What t-SNE Plots Can’t Tell You

t-SNE plots are powerful but easy to misread. The three most common mistakes are treating cluster size, cluster distance, and cluster existence as meaningful in ways t-SNE doesn’t guarantee.

  • Cluster size doesn’t reflect group size. A cluster that looks large on a t-SNE plot doesn’t necessarily contain more points or more variation than a smaller cluster. The visual size is an artifact of how the algorithm balances forces during optimization.
  • Distance between clusters is unreliable. Two clusters that appear far apart on a t-SNE plot aren’t necessarily more different from each other than two clusters that appear close together. t-SNE optimizes local neighborhoods, not global distances.
  • Clusters can appear from noise. Research has shown mathematically that t-SNE can produce plots with clearly separated clusters even when the original data has near-uniform distances between all points, meaning no real cluster structure exists at all. A 2025 paper on arXiv proved that the strength of clustering in the input data “cannot be reliably inferred from the low-dimensional visualization.” In one demonstration, a dataset of 100 points in 100 dimensions with essentially uniform spacing produced a t-SNE plot showing two visually distinct clusters.

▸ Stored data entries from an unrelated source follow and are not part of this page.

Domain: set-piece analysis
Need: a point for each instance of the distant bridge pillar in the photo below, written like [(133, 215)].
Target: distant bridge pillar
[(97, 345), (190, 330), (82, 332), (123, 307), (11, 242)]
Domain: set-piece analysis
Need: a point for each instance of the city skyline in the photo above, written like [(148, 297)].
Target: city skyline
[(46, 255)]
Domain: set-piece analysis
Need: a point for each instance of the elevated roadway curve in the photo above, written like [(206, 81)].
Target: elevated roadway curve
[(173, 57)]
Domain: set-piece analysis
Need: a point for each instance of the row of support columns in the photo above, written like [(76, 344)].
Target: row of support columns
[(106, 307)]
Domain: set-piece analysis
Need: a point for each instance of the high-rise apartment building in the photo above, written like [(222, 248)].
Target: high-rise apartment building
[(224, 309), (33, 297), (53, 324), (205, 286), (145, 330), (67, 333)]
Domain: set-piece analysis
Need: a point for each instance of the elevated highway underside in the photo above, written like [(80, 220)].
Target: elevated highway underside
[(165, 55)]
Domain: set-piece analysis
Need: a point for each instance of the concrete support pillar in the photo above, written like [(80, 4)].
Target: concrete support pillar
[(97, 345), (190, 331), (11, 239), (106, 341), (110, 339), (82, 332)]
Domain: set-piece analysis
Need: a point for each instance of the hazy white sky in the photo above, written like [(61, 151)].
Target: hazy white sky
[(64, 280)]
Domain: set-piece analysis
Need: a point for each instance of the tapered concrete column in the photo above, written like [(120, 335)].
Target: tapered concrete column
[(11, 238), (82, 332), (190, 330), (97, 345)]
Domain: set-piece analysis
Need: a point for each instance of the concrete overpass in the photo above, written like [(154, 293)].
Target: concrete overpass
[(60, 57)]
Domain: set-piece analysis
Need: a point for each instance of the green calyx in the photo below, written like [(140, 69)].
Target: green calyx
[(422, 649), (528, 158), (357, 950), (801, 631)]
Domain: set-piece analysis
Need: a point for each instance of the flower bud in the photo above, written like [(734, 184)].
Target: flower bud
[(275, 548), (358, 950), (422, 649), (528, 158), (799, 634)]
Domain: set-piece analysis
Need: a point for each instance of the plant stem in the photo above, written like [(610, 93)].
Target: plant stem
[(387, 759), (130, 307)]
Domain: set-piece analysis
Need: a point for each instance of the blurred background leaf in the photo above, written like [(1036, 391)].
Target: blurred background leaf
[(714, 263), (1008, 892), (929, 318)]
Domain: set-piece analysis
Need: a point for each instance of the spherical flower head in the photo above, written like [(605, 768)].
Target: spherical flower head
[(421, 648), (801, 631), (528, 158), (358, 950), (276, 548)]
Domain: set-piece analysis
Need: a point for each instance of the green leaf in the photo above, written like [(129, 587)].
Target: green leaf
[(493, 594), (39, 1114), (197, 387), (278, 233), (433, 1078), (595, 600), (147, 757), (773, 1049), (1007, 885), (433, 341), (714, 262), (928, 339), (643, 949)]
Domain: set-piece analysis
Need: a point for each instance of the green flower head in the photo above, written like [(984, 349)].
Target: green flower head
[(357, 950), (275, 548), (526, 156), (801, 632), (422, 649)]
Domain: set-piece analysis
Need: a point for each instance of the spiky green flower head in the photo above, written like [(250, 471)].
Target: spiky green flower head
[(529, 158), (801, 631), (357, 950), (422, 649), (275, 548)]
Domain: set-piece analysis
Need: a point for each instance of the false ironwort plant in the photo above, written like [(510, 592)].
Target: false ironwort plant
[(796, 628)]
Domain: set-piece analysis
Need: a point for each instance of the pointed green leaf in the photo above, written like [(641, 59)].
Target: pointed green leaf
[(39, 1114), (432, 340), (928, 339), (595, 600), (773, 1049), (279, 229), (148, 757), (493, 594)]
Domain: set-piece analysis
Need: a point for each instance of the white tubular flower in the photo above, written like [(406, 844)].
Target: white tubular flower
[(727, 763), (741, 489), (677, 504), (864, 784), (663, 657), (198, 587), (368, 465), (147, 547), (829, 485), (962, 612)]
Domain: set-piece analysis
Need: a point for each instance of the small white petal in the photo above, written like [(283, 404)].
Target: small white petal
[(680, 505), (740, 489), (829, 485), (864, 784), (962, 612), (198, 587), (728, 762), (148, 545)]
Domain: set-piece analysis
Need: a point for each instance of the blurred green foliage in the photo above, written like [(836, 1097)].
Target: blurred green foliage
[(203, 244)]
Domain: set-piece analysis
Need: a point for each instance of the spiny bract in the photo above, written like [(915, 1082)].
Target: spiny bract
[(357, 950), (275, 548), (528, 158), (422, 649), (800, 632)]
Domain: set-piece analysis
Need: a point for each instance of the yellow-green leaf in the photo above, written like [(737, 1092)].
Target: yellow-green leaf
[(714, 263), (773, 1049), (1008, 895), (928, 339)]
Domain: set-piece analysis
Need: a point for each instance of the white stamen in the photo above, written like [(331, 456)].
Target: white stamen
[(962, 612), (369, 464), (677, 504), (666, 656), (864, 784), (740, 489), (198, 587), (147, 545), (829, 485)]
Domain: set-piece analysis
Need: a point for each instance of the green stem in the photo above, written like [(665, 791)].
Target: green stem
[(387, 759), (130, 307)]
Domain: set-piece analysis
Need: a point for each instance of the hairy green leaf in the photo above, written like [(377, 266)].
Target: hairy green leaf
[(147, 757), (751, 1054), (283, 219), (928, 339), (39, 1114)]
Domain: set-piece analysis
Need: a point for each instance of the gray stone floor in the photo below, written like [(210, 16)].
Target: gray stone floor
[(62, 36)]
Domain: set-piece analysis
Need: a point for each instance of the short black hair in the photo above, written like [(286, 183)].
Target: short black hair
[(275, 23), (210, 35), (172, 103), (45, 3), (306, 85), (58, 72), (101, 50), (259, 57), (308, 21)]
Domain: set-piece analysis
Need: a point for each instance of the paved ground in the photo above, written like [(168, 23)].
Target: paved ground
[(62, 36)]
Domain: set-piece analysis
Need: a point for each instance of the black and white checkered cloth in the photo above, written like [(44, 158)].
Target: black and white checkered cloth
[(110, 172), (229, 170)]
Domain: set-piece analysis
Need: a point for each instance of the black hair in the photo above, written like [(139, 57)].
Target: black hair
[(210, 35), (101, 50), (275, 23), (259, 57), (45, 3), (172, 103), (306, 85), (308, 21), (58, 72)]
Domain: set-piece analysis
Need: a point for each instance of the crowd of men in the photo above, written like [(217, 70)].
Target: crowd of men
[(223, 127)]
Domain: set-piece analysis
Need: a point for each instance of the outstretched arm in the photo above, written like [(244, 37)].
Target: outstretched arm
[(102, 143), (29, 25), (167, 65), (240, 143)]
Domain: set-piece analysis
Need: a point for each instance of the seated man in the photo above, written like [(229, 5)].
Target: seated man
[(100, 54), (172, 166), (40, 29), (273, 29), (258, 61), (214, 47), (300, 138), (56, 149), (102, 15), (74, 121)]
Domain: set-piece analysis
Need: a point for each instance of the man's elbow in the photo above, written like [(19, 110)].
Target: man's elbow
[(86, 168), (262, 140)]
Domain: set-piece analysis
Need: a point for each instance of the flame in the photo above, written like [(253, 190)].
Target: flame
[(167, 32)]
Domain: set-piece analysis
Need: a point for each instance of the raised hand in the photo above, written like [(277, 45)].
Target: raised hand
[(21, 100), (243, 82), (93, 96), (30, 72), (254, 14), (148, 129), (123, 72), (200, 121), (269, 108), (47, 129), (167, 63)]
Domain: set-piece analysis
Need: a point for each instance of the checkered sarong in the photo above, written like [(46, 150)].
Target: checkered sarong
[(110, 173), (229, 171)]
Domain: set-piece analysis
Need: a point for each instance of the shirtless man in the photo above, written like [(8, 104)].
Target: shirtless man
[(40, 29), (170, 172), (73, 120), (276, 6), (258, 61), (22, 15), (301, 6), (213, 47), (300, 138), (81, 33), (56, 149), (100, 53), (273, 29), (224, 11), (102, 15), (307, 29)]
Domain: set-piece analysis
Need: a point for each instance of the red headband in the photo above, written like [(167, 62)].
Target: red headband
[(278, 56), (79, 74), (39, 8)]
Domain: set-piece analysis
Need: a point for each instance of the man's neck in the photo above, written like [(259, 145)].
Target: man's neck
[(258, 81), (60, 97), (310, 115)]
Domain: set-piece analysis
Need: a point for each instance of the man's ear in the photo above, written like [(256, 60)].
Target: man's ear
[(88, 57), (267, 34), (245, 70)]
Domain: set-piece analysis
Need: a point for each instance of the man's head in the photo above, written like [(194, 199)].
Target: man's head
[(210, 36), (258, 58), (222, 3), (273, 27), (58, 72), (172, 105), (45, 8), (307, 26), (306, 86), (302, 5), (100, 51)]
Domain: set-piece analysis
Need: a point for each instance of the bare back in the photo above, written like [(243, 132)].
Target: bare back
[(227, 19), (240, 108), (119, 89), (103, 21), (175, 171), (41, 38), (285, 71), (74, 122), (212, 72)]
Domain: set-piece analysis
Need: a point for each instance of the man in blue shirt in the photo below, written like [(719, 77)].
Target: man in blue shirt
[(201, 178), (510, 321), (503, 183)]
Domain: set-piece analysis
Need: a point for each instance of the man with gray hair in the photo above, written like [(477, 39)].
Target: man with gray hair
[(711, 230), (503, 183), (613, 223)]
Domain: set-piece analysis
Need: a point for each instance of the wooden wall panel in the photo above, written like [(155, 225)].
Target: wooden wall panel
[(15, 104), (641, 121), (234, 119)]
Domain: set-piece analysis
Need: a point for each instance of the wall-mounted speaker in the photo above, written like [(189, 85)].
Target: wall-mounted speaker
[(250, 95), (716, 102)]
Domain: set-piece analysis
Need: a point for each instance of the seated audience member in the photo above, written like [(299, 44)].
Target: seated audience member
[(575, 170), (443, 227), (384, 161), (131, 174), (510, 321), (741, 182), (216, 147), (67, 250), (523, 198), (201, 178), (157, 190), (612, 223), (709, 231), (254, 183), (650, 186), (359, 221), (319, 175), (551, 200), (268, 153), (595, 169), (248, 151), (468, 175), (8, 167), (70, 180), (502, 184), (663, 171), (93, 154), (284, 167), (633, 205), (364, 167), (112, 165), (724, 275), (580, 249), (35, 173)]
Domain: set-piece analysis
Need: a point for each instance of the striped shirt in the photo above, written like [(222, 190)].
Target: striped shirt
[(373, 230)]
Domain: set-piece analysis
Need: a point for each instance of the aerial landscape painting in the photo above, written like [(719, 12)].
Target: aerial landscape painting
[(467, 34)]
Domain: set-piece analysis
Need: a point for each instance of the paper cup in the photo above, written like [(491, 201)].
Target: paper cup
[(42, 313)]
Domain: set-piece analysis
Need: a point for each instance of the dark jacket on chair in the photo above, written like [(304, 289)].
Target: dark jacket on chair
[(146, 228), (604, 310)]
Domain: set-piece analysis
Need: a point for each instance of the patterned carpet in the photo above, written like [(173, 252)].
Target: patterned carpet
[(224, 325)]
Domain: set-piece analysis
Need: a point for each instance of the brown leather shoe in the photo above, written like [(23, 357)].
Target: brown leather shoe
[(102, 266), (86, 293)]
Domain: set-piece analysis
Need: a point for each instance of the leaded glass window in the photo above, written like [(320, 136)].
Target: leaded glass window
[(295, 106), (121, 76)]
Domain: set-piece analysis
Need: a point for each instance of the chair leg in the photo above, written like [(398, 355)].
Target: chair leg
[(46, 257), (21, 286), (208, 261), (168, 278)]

This doesn’t make t-SNE useless. It means t-SNE is best treated as an exploratory tool for generating hypotheses about structure in your data, not as proof that structure exists. Any clusters you see should be validated with other methods.

t-SNE vs. UMAP

UMAP (uniform manifold approximation and projection), introduced in 2018, has become t-SNE’s main competitor. In single-cell biology, UMAP has largely overtaken t-SNE as the default because it runs faster on large datasets, better preserves the broader topology of the data (not just local neighborhoods), and scales more gracefully to millions of data points. Many analysis pipelines now offer both side by side. t-SNE still produces excellent local cluster separation and remains widely used, but if you’re choosing between the two for a new project, UMAP is increasingly the default recommendation for large or complex datasets.